Unmasking Trees for Tabular Data
This work addresses the challenge of improving tabular data processing for applications like data imputation and generation, though it appears incremental by building on existing tree-based methods.
The paper tackled the problem of tabular data imputation and generation, where traditional methods often outperform advanced deep learning techniques, by introducing UnmaskingTrees, a gradient-boosted decision tree method that achieved leading imputation performance and state-of-the-art generation with missing data on a benchmark of 27 datasets.

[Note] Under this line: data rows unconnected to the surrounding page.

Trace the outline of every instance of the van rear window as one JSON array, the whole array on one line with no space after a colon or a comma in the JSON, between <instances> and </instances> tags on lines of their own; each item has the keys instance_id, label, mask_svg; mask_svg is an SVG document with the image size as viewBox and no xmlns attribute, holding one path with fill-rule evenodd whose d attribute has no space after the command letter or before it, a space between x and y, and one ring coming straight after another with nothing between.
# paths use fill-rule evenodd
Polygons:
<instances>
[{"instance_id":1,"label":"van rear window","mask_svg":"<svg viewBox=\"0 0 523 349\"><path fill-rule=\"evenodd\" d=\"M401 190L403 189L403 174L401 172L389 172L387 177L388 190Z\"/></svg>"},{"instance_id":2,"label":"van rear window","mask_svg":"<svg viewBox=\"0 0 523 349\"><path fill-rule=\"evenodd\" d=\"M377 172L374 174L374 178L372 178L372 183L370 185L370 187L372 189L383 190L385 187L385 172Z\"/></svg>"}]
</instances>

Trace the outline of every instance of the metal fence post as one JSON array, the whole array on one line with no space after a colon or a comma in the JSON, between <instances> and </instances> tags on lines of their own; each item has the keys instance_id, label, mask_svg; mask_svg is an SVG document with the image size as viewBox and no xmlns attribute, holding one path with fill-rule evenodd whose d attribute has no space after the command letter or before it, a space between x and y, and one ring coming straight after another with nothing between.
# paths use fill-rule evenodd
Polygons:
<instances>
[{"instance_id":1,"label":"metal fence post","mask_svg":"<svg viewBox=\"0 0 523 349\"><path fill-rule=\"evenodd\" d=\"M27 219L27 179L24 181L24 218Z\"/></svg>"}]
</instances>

Despite much work on advanced deep learning and generative modeling techniques for tabular data generation and imputation, traditional methods have continued to win on imputation benchmarks. We herein present UnmaskingTrees, a simple method for tabular imputation (and generation) employing gradient-boosted decision trees which are used to incrementally unmask individual features. On a benchmark for out-of-the-box performance on 27 small tabular datasets, UnmaskingTrees offers leading performance on imputation; state-of-the-art performance on generation given data with missingness; and competitive performance on vanilla generation given data without missingness. To solve the conditional generation subproblem, we propose a tabular probabilistic prediction method, BaltoBot, which fits a balanced tree of boosted tree classifiers. Unlike older methods, it requires no parametric assumption on the conditional distribution, accommodating features with multimodal distributions; unlike newer diffusion methods, it offers fast sampling, closed-form density estimation, and flexible handling of discrete variables. We finally consider our two approaches as meta-algorithms, demonstrating in-context learning-based generative modeling with TabPFN.